Plus de 3 000 piliers et pics déchiquetés de ce type sont disséminés dans le parc. Ils ont été formés par le processus d'érosion naturelle et le mouvement persistant d'une eau douce traversant la pierre dure. La zone couverte par le parc national est assez petite, avec un peu plus de 48 km², et elle est divisée en sections plus petites qui permettent de couvrir les points forts en quelques jours. Les points de vue les plus spectaculaires se trouvent dans les zones connues sous le nom de Yuanjiajie, la montagne Tianzi et le village de la pierre jaune (connu localement sous le nom de Huangshizhai), et c'est là que nous avons d'abord concentré notre énergie.
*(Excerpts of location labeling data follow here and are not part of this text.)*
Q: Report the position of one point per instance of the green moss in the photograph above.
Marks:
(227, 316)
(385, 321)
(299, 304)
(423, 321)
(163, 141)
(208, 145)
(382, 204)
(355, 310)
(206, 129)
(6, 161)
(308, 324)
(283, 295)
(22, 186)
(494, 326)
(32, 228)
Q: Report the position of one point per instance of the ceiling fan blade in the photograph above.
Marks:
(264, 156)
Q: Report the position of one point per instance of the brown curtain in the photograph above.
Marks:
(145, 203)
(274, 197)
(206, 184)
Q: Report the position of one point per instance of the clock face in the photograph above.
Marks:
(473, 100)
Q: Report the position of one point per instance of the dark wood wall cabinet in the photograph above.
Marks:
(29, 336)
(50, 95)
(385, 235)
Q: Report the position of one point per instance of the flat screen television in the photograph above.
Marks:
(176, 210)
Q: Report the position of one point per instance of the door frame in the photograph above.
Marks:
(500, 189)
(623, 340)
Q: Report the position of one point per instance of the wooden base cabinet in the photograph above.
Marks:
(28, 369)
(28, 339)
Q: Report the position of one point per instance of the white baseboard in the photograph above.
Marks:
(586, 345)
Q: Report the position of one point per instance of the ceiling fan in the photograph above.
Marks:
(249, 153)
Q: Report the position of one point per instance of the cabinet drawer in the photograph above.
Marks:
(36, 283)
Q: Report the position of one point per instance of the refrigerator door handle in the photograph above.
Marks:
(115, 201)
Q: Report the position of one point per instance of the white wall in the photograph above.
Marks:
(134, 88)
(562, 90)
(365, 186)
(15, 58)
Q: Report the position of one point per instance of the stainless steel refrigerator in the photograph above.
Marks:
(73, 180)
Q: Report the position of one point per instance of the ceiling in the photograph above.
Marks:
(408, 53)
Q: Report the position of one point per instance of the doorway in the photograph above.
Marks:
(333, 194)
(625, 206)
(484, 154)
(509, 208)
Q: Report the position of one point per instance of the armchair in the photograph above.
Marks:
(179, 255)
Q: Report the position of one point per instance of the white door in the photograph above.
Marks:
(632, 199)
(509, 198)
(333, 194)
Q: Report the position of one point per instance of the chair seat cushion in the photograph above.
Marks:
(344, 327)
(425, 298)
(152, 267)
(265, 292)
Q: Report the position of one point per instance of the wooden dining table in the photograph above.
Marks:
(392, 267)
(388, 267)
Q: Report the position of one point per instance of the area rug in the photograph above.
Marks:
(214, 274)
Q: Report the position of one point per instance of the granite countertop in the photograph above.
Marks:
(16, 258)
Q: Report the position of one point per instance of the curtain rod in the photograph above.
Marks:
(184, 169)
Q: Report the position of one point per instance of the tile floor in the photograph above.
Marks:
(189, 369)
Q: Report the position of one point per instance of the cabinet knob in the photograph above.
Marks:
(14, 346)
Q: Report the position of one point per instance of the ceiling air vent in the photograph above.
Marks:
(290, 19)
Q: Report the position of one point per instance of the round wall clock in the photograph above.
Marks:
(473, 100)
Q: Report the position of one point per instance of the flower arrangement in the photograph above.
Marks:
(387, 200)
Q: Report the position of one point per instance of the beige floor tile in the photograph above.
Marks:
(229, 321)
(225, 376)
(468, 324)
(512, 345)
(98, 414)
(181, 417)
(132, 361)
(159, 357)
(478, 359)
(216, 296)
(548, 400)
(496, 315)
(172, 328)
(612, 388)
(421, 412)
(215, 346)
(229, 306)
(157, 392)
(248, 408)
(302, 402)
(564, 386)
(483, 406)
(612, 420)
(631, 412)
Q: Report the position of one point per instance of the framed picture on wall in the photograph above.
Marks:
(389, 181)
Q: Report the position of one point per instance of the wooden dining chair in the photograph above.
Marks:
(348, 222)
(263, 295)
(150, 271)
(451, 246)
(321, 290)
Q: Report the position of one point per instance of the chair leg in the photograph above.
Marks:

Il existe plusieurs sentiers de marche et de randonnée pour tous les niveaux de compétence et d'endurance, mais aussi des navettes, des téléphériques et même un ascenseur à flanc de montagne pour ceux qui souhaitent se détendre et se contenter de prendre les meilleures photos. L'ascenseur Bailong, qui transporte 50 personnes à une hauteur de 326 m en moins de deux minutes, est l'une des attractions phares du parc, et les visiteurs font la queue pendant des heures en haute saison pour y monter.
Ce fut mon premier indice de la différence entre la randonnée en Chine et les pays d'Europe et d'Amérique du Nord, où j'avais fait de la randonnée dans le passé. Ici, il y avait des grappes de cafés et de boutiques de souvenirs, des voix fortes et de la musique encore plus forte diffusée par des haut-parleurs tout au long des sentiers. Je n'ai donc pas été totalement choquée lorsque, à l'heure du déjeuner, Shy m'a emmenée directement à l'aire de restauration animée du sommet de la montagne, avec un McDonald's et des dizaines d'étals de nourriture de rue.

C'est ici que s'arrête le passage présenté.